L’artiste fait également usage de pièces de monnaie dans certaines de ses oeuvres. En France, il a créé Poisson d’argent (2012) et Petit Dragon (2013). Lors de son voyage à Pékin, il a été attiré par les pièces de monnaie chinoises, objets riches d’histoire et de culture. Son oeuvre Entre ciel et terre possède la forme d’un poisson. Il a trouvé des ressemblances entre les écailles et les pièces de monnaie au niveau de la forme et du nombre. Tout comme la chèvre, le poisson est également un animal symbole en Chine, où il représente l’abondance et la richesse. Lionel Sabatte a ainsi lié secrètement la forme (poisson) à son symbole (l’argent). Cette combinaison pleine de sens dépasse l’objet lui-même et métaphorise le voeu d’une vie agréable sous la forme de la beauté pure.

 

Pour l’artiste, le secret de la libération de l’objet trouve sa clé dans la méthodologie. Influencé au départ par le philosophe français Georges Bataille qui fait remarquer « l’immatérialité » de la salive humaine, Lionel Sabatté façonne des sculptures aux formes animales à partir d’objets usés et de débris patiemment recueillis.
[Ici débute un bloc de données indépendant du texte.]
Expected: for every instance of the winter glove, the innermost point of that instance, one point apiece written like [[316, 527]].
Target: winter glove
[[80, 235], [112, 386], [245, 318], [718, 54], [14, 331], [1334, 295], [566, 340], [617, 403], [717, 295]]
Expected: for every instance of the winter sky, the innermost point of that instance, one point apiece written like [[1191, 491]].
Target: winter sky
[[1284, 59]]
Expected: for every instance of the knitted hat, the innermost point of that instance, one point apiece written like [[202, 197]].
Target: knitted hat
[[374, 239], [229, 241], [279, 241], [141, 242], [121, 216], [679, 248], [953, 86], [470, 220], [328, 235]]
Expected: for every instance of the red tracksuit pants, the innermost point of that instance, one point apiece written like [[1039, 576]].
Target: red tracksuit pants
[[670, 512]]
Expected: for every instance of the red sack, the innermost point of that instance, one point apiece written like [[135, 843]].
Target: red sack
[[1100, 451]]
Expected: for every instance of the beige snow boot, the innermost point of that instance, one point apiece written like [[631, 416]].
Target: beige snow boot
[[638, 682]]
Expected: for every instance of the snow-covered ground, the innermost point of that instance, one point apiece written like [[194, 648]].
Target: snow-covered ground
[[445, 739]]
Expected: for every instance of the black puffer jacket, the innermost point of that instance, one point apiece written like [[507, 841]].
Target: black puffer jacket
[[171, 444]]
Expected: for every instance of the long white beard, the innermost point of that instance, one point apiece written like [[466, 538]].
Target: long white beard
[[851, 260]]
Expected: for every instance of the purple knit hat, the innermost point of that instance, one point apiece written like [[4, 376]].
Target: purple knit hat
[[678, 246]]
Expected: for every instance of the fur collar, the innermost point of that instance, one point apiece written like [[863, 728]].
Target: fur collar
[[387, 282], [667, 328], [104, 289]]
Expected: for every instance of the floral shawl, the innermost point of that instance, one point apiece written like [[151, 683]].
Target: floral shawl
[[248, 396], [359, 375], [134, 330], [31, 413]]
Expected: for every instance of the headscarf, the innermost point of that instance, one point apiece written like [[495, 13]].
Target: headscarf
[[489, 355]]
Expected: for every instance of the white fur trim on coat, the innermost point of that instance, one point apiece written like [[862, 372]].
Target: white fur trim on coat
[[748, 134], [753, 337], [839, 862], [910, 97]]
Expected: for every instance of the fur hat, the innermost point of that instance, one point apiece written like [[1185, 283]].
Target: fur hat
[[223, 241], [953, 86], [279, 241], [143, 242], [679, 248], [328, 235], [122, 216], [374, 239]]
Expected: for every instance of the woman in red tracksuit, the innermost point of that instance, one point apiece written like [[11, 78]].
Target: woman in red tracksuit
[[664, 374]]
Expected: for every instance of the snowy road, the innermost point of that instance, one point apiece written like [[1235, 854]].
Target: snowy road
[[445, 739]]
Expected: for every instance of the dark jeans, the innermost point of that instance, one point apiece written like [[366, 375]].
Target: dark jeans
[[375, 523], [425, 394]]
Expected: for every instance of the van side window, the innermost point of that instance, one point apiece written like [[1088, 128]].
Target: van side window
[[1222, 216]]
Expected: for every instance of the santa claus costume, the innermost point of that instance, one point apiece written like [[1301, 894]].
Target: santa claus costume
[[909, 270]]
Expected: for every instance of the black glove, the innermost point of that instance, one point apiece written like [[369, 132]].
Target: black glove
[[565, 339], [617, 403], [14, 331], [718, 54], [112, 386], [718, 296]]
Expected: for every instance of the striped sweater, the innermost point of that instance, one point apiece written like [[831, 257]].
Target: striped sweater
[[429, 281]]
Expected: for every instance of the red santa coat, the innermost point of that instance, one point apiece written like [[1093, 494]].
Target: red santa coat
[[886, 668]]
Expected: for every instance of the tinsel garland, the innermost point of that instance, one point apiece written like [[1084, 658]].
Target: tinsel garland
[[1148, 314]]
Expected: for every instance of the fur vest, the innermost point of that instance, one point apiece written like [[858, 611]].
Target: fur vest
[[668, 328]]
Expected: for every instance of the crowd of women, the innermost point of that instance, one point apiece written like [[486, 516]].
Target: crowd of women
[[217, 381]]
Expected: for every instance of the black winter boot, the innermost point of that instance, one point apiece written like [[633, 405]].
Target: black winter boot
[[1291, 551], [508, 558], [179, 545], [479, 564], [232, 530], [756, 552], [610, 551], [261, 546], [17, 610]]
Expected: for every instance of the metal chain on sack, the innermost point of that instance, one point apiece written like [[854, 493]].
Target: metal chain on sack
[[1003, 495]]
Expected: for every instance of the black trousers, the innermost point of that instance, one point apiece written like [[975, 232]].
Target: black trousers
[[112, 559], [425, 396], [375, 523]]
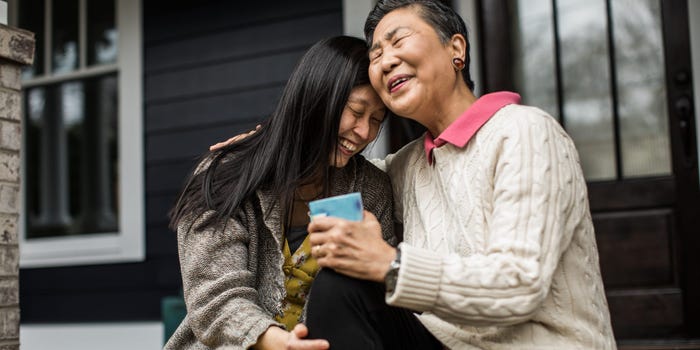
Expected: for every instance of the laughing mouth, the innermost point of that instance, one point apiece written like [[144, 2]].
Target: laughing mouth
[[396, 82], [349, 146]]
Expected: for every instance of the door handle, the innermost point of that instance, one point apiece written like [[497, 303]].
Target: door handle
[[683, 108]]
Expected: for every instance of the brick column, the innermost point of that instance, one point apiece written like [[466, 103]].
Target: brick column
[[16, 50]]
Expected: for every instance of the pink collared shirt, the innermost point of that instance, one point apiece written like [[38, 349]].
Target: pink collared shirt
[[462, 129]]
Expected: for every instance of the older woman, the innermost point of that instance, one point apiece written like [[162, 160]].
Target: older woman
[[499, 249]]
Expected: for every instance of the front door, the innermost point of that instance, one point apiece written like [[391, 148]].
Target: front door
[[617, 74]]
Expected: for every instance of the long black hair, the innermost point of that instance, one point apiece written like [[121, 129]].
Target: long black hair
[[293, 145]]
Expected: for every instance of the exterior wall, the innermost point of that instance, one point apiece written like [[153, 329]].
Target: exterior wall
[[694, 21], [212, 68], [16, 50]]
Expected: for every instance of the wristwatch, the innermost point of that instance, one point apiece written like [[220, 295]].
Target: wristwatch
[[393, 274]]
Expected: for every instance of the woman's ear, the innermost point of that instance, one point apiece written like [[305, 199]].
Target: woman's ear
[[458, 45]]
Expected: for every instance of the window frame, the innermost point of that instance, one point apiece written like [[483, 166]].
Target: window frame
[[127, 244]]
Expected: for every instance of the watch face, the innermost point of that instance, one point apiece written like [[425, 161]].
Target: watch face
[[390, 280]]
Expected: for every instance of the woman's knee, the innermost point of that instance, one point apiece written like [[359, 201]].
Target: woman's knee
[[332, 287]]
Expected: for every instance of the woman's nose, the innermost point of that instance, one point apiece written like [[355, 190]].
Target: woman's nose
[[389, 61]]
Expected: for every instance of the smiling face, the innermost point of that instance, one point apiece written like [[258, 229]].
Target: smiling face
[[359, 124], [409, 66]]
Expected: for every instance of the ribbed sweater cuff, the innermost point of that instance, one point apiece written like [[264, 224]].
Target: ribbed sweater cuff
[[419, 279]]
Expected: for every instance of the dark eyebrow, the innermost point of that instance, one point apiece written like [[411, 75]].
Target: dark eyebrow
[[390, 34]]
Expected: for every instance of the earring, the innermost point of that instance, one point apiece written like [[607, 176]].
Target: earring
[[457, 64]]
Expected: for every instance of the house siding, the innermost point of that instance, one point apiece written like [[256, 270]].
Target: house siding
[[211, 70]]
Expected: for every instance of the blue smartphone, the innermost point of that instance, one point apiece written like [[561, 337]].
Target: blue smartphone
[[346, 206]]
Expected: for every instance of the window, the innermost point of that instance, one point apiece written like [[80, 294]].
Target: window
[[82, 152], [598, 65]]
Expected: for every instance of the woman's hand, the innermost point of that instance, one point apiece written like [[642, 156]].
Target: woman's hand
[[276, 338], [352, 248]]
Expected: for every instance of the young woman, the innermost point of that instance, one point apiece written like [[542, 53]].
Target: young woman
[[241, 219]]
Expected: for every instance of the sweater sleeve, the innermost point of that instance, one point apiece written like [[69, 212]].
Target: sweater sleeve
[[219, 286], [378, 199], [536, 205]]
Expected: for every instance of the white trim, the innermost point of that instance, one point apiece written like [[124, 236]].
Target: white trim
[[128, 245], [103, 336], [467, 9], [694, 21], [80, 73], [354, 15]]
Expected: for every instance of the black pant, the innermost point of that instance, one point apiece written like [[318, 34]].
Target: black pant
[[352, 314]]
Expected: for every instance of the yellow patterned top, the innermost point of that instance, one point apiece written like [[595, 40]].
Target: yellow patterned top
[[300, 269]]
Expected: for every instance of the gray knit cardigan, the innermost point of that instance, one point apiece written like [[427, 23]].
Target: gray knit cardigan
[[232, 274]]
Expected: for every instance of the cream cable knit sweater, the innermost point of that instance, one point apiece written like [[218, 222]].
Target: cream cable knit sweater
[[499, 250]]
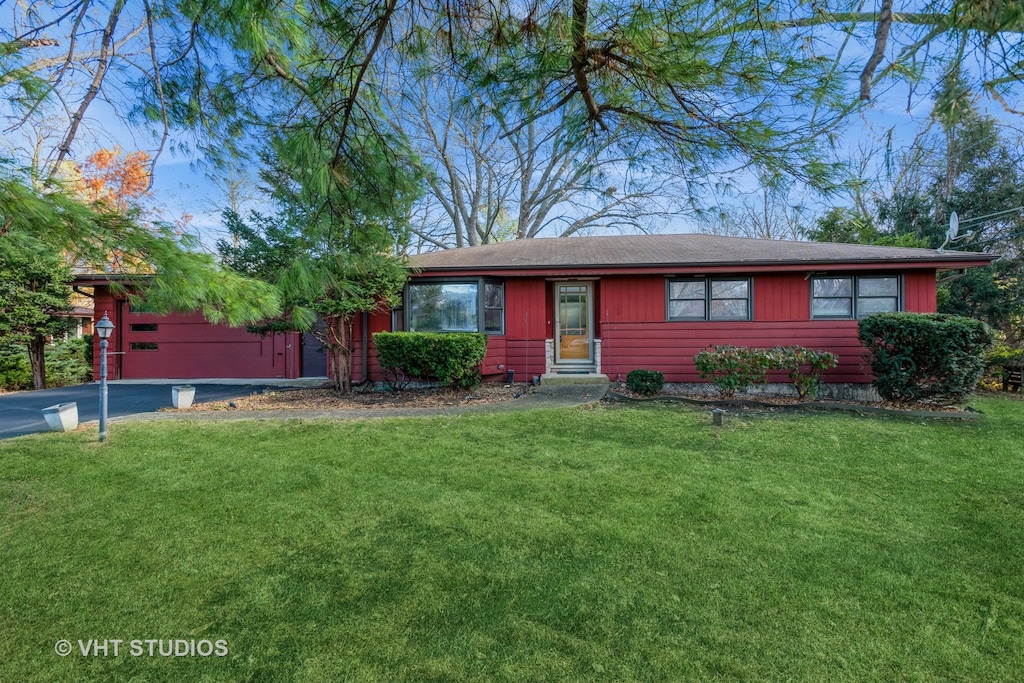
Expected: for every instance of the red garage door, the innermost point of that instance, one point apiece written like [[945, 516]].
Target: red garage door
[[187, 346]]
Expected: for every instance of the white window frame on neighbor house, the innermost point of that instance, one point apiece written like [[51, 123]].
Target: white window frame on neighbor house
[[486, 313], [707, 298], [852, 297]]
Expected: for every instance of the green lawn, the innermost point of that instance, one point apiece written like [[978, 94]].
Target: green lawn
[[598, 544]]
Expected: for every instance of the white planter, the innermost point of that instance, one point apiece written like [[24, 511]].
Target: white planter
[[181, 396], [62, 417]]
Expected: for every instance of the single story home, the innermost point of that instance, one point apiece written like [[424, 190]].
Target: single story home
[[589, 305]]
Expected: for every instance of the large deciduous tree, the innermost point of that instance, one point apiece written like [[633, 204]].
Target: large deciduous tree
[[709, 87], [34, 300], [965, 164]]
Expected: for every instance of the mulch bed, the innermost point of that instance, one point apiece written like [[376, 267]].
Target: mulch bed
[[329, 399]]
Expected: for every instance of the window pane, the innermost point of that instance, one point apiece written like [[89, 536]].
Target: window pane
[[885, 287], [686, 308], [693, 289], [494, 295], [833, 287], [832, 308], [728, 309], [728, 289], [493, 321], [442, 307], [870, 305]]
Par exemple, avec les peaux mortes de pied et des ongles coupés, il sculpte la forme d’un oiseau qu’il nomme Chevêche Athéna (2010), des ephemeropteras (Ephémère, 2012), des papillons (Réparation de papillon 2), des insectes (Amant de la rosée (Drosophile) (2012), etc. Dans ces oeuvres, l’artiste donne un nouveau sens et une nouvelle forme à des débris qui n’en ont pas. En d’autres termes, il regarde les peaux mortes coupées par la lame comme des fragments de la vie du corps ; par un nouvel assemblage méticuleux, il forme une nouvelle image de la vie. De toute évidence, l’artiste utilise la transformation du déchet comme un processus de déconstruction et de construction, afin de créer l’apparence du prolongement de la vie.

 

Dans cette exposition, l’artiste présente également ses peintures et dessins, qui forment avec ses sculptures une expression cohérente. Il joue pleinement de son imagination fertile pour combiner l’expérimental et la fantaisie. Entre maîtrise et création accidentelle, apparaissent des créatures mystérieuses. Ces images semblent venir des profondeurs de la mer. Des images abstraites cohabitent avec des motifs figuratifs. Ces créatures ambiguës figurent des images réalistes, mais pleines d’inconnu. Le spectateur est plongé dans un espace imaginaire et émotionnel.

 

Lionel Sabatté perçoit avec sensibilité que dans notre société de consommation produit une relation complexe et distanciée à l’objet. Il a découvert le sens de la continuité et de la transformation dans le rapport entre l’homme et l’objet, dans la conversion d’un débris en une forme « parfaite », usant d’un langage visuel pour exprimer le concept d’un objet « d’un autre type » et les formes de la beauté. Par conséquent, Lionel Sabatté, artiste qui approfondit son oeuvre depuis de nombreuses années, permet à l’échelle de la vie, de saisir la relation subtile entre objets, symboles, et métaphores.